Personal information
- Full name: Francis Afriyie
- Date of birth: 18 January 1995 (age 31)
- Place of birth: Brong-Ahafo, Ghana
- Height: 1.85 m (6 ft 1 in)
- Position: Forward

Senior career*
- Years: Team / Apps / (Gls)
- 2016: Bechem United / 10 / (2)
- 2017: Vojvodina / 0 / (0)
- 2018: Murciélagos / 9 / (2)
- 2019: Gor Mahia
- 2020: Township Rollers

= Francis Afriyie =

Ghanaian footballer

Francis Afriyie (born January 18, 1995) is a Ghanaian footballer who plays as a forward.

==Career==
Afriyie played back home with Bechem United.
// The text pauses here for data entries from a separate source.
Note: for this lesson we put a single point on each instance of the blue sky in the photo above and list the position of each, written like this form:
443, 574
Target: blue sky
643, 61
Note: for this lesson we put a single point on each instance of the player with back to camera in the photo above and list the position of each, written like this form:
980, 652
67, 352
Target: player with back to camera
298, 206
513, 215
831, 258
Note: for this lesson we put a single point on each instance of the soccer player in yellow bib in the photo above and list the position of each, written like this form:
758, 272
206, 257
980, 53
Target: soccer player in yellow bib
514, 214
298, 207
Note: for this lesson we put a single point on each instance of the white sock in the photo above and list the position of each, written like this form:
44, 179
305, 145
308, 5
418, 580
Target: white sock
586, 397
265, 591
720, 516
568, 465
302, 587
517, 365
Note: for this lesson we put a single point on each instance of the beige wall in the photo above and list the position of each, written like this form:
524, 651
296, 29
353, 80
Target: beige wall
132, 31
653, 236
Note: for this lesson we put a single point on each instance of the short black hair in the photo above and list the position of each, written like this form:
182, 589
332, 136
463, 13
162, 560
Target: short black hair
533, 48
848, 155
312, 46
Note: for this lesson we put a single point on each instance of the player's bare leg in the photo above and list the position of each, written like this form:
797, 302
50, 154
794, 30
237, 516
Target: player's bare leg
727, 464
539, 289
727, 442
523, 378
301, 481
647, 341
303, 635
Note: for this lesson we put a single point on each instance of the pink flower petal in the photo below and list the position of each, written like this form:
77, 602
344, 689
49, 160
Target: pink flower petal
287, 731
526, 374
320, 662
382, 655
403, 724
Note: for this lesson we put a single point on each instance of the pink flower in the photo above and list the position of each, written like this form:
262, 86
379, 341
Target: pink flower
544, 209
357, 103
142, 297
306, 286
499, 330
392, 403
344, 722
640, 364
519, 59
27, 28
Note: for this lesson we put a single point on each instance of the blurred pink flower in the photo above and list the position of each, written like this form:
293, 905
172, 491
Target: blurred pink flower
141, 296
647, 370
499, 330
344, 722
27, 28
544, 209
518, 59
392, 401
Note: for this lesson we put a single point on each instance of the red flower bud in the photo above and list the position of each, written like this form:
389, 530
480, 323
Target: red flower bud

During winter-break of 2016–17, he, along his teammate Joseph Bempah joined Serbian side FK Vojvodina. A year later, without making any appearance in the Serbian SuperLiga, again along his compatriot Bempah, both left Europe and moved to Mexican side Murciélagos F.C. After Murcielagos' relegation due to financial issues, Francis Afriyie joined Gor Mahia F.C.

In January 2020, Afriyie joined Botswana Premier League club Township Rollers.